Is there a difference between commit and rollback in a transaction only having selects?

Is there a difference between commit and rollback in a transaction only having selects? - sql

The in-house application framework we use at my company makes it necessary to put every SQL query into transactions, even though if I know that none of the commands will make changes in the database. At the end of the session, before closing the connection, I commit the transaction to close it properly. I wonder if there were any particular difference if I rolled it back, especially in terms of speed.
Please note that I am using Oracle, but I guess other databases have similar behaviour. Also, I can't do anything about the requirement to begin the transaction, that part of the codebase is out of my hands.

Databases often preserve either a before-image journal (what it was before the transaction) or an after-image journal (what it will be when the transaction completes.) If it keeps a before-image, that has to be restored on a rollback. If it keeps an after-image, that has to replace data in the event of a commit.
Oracle has both a journal and rollback space. The transaction journal accumulates blocks which are later written by DB writers. Since these are asychronous, almost nothing DB writer related has any impact on your transaction (if the queue fills up, then you might have to wait.)
Even for a query-only transaction, I'd be willing to bet that there's some little bit of transactional record-keeping in Oracle's rollback areas. I suspect that a rollback requires some work on Oracle's part before it determines there's nothing to actually roll back. And I think this is synchronous with your transaction. You can't really release any locks until the rollback is completed. [Yes, I know you aren't using any in your transaction, but the locking issue is why I think a rollback has to be fully released then all the locks can be released, then your rollback is finished.]
On the other hand, the commit is more-or-less the expected outcome, and I suspect that discarding the rollback area might be slightly faster. You created no transaction entries, so the db writer will never even wake up to check and discover that there was nothing to do.
I also expect that while commit may be faster, the differences will be minor. So minor, that you might not be able to even measure them in a side-by-side comparison.

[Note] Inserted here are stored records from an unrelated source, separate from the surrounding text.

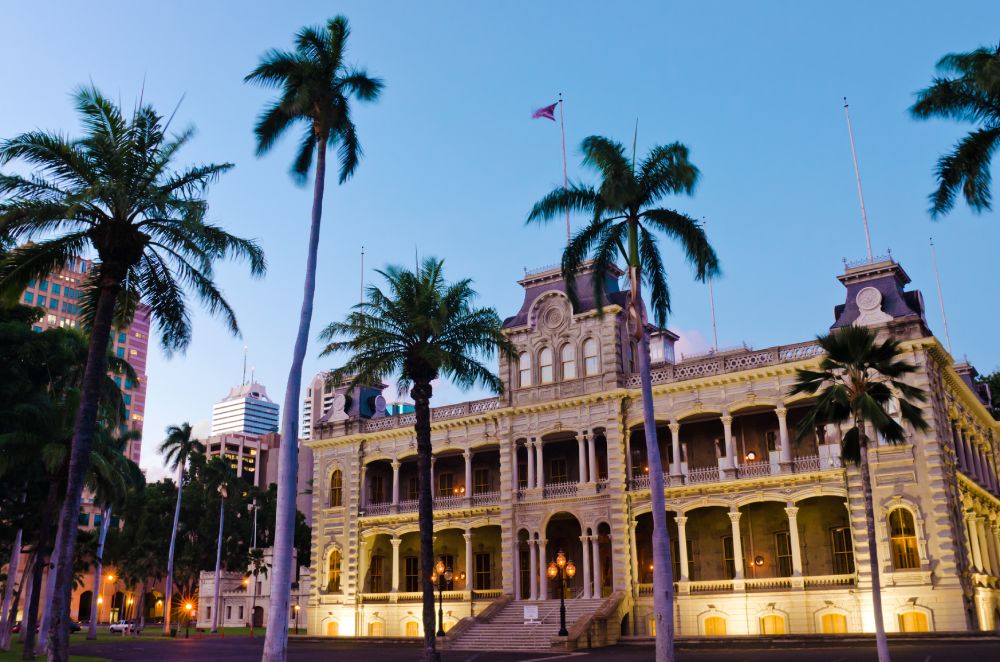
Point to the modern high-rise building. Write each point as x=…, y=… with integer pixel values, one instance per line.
x=246, y=410
x=60, y=296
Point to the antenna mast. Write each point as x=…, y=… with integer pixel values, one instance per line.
x=857, y=176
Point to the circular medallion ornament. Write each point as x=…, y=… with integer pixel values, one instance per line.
x=869, y=299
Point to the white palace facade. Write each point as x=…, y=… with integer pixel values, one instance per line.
x=767, y=528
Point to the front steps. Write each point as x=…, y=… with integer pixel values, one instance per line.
x=507, y=630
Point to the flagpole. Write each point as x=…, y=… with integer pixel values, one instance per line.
x=562, y=129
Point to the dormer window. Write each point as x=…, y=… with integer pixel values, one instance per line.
x=545, y=366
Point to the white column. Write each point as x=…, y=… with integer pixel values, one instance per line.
x=727, y=432
x=793, y=539
x=529, y=447
x=682, y=547
x=786, y=446
x=468, y=560
x=395, y=562
x=395, y=482
x=734, y=517
x=539, y=465
x=595, y=554
x=675, y=441
x=592, y=458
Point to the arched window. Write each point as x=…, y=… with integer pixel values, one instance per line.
x=336, y=489
x=545, y=366
x=333, y=572
x=903, y=538
x=590, y=366
x=567, y=356
x=524, y=369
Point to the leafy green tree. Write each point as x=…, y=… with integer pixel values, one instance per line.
x=114, y=192
x=177, y=449
x=317, y=86
x=858, y=378
x=421, y=328
x=624, y=222
x=967, y=90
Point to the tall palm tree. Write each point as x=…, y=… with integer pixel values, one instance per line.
x=420, y=329
x=316, y=88
x=968, y=90
x=113, y=192
x=624, y=221
x=858, y=379
x=177, y=449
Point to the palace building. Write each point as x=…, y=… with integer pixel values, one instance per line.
x=767, y=527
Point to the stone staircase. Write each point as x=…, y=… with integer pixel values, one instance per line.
x=507, y=631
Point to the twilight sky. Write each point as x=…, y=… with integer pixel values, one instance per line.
x=453, y=162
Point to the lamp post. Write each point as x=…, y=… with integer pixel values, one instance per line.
x=561, y=569
x=441, y=576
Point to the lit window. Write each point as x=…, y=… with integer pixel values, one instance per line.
x=545, y=365
x=903, y=538
x=568, y=358
x=590, y=357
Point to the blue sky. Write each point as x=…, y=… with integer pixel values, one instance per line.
x=453, y=162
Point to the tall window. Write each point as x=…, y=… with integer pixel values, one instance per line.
x=903, y=537
x=590, y=366
x=783, y=553
x=336, y=489
x=524, y=369
x=333, y=572
x=545, y=365
x=843, y=553
x=483, y=580
x=568, y=358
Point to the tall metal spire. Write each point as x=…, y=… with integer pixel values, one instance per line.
x=857, y=176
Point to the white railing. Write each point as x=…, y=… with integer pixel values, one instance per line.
x=704, y=475
x=753, y=470
x=562, y=489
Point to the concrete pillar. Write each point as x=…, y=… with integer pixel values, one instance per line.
x=395, y=562
x=734, y=517
x=682, y=547
x=793, y=538
x=469, y=567
x=587, y=582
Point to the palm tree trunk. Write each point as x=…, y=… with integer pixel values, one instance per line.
x=421, y=393
x=276, y=637
x=169, y=582
x=79, y=461
x=218, y=567
x=881, y=641
x=98, y=571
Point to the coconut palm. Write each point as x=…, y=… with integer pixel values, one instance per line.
x=968, y=90
x=858, y=380
x=113, y=192
x=625, y=221
x=177, y=449
x=316, y=88
x=420, y=329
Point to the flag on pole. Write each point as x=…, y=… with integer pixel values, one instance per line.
x=548, y=112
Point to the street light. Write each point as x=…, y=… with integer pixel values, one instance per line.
x=441, y=576
x=561, y=569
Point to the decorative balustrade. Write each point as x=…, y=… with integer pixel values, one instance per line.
x=559, y=490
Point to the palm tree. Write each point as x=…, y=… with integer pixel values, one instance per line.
x=177, y=449
x=858, y=379
x=625, y=220
x=316, y=87
x=114, y=192
x=968, y=91
x=420, y=329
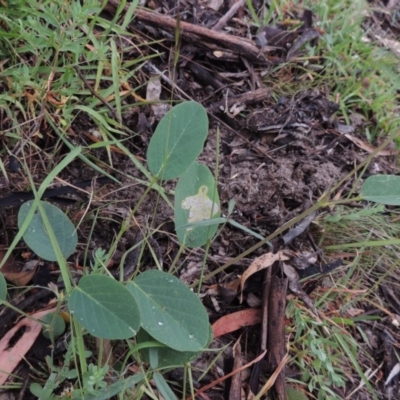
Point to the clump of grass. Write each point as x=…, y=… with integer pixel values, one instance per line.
x=359, y=75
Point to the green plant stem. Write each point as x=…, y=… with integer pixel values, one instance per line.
x=323, y=201
x=80, y=346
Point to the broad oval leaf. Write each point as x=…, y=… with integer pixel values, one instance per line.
x=173, y=314
x=178, y=140
x=196, y=200
x=105, y=308
x=56, y=325
x=167, y=357
x=384, y=189
x=37, y=237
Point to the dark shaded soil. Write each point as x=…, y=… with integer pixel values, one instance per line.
x=277, y=157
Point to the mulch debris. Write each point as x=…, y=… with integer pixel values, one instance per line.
x=278, y=156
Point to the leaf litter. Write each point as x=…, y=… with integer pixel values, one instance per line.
x=277, y=153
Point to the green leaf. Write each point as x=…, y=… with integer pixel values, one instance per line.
x=196, y=199
x=173, y=314
x=295, y=394
x=3, y=288
x=56, y=325
x=104, y=307
x=115, y=388
x=384, y=189
x=167, y=357
x=37, y=237
x=178, y=140
x=163, y=387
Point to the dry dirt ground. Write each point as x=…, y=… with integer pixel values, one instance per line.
x=276, y=157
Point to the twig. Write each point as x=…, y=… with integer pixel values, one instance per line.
x=200, y=35
x=225, y=18
x=101, y=98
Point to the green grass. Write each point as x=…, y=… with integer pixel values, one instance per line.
x=42, y=44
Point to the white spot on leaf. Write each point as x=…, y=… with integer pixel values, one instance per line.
x=200, y=206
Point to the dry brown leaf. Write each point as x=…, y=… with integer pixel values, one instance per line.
x=262, y=262
x=14, y=273
x=232, y=322
x=11, y=355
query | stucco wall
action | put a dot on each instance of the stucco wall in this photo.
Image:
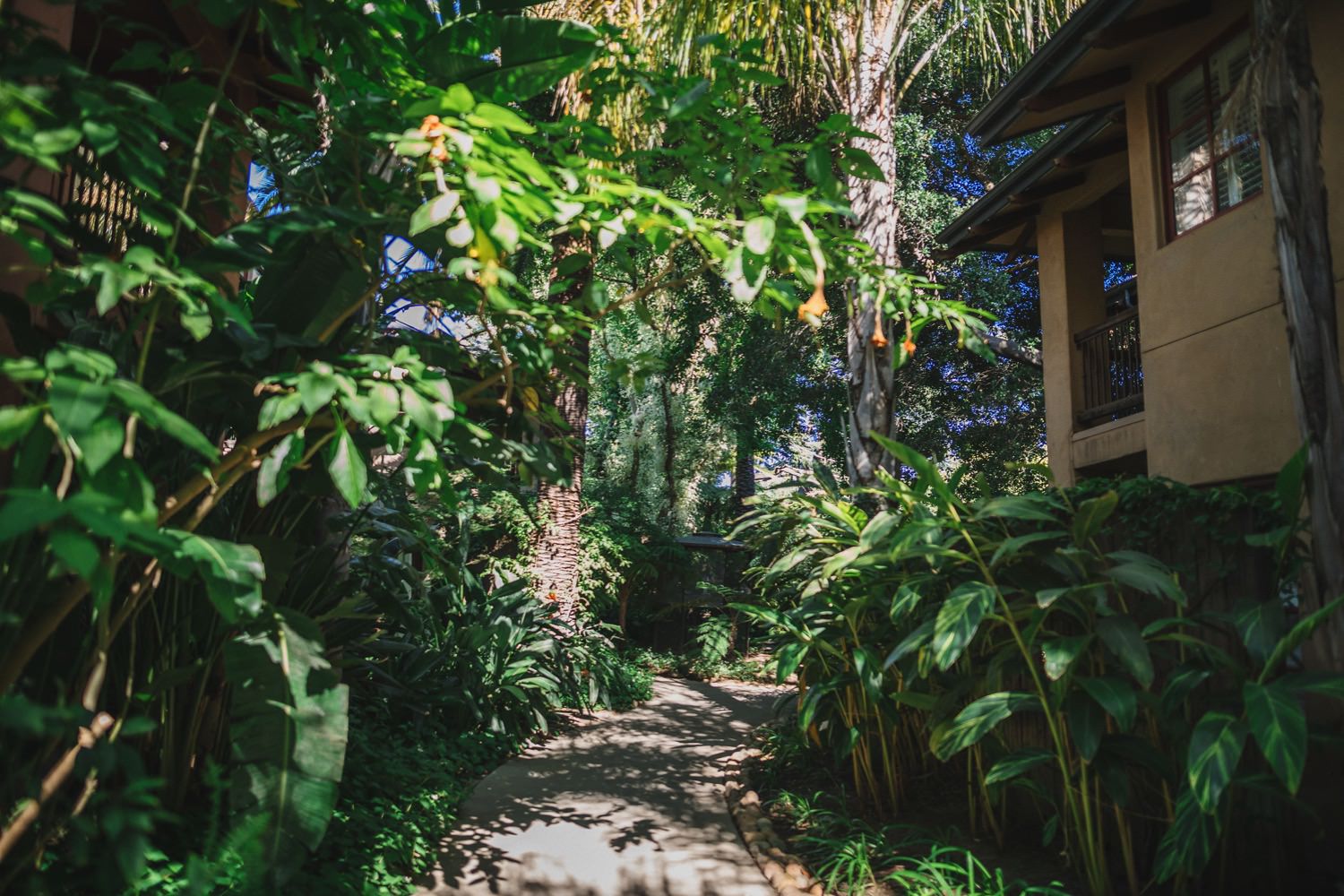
(1217, 392)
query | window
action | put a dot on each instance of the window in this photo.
(1210, 147)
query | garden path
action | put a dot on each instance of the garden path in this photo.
(628, 805)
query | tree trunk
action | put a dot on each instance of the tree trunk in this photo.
(1289, 107)
(744, 473)
(871, 365)
(668, 449)
(556, 552)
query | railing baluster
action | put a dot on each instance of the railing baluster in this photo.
(1112, 370)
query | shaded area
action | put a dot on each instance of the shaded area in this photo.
(626, 806)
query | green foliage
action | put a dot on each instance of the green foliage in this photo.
(938, 618)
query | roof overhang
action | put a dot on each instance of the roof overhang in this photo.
(1082, 67)
(1004, 218)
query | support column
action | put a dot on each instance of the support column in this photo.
(1072, 300)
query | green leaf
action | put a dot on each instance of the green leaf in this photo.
(1215, 747)
(1330, 684)
(1123, 638)
(685, 102)
(15, 424)
(489, 116)
(383, 403)
(1116, 696)
(422, 413)
(277, 409)
(273, 473)
(101, 443)
(1150, 576)
(758, 234)
(1091, 514)
(1261, 625)
(1279, 726)
(75, 403)
(289, 726)
(233, 573)
(1188, 844)
(1300, 632)
(1059, 653)
(158, 417)
(347, 469)
(433, 212)
(1016, 764)
(978, 719)
(1086, 723)
(959, 616)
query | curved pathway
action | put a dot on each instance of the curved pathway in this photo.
(628, 805)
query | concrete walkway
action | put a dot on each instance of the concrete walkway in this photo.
(629, 805)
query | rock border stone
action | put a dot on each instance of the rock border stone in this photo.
(785, 871)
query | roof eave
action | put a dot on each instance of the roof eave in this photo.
(1059, 54)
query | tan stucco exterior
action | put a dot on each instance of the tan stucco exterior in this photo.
(1217, 397)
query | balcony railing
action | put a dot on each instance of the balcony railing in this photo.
(1113, 370)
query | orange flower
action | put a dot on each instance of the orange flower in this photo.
(814, 306)
(432, 126)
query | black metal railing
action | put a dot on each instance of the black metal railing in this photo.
(1113, 370)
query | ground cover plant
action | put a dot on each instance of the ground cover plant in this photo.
(1073, 681)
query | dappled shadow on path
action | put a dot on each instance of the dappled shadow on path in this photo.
(626, 806)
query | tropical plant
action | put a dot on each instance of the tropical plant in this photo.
(859, 58)
(938, 619)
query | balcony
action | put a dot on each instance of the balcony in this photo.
(1112, 370)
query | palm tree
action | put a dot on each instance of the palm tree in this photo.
(1289, 105)
(860, 58)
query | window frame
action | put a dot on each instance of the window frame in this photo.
(1166, 132)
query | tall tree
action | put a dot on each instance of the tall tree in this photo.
(860, 58)
(1289, 105)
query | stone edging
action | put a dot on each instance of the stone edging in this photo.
(785, 872)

I agree with the previous answers that there's no difference between COMMIT and ROLLBACK in this case. There might be a negligible difference in the CPU time needed to determine that there's nothing to COMMIT versus the CPU time needed to determine that there's nothing to ROLLBACK. But, if it's a negligible difference, we can safely forget about about it.
However, it's worth pointing out that there's a difference between a session that does a bunch of queries in the context of a single transaction and a session that does the same queries in the context of a series of transactions.
If a client starts a transaction, performs a query, performs a COMMITor ROLLBACK, then starts a second transaction and performs a second query, there's no guarantee that the second query will observe the same database state as the first query. Sometimes, maintaining a single consistent view of the data is of the essence. Sometimes, getting a more current view of the data is of the essence. It depends on what you are doing.
I know, I know, the OP didn't ask this question. But some readers may be asking it in the back of their minds.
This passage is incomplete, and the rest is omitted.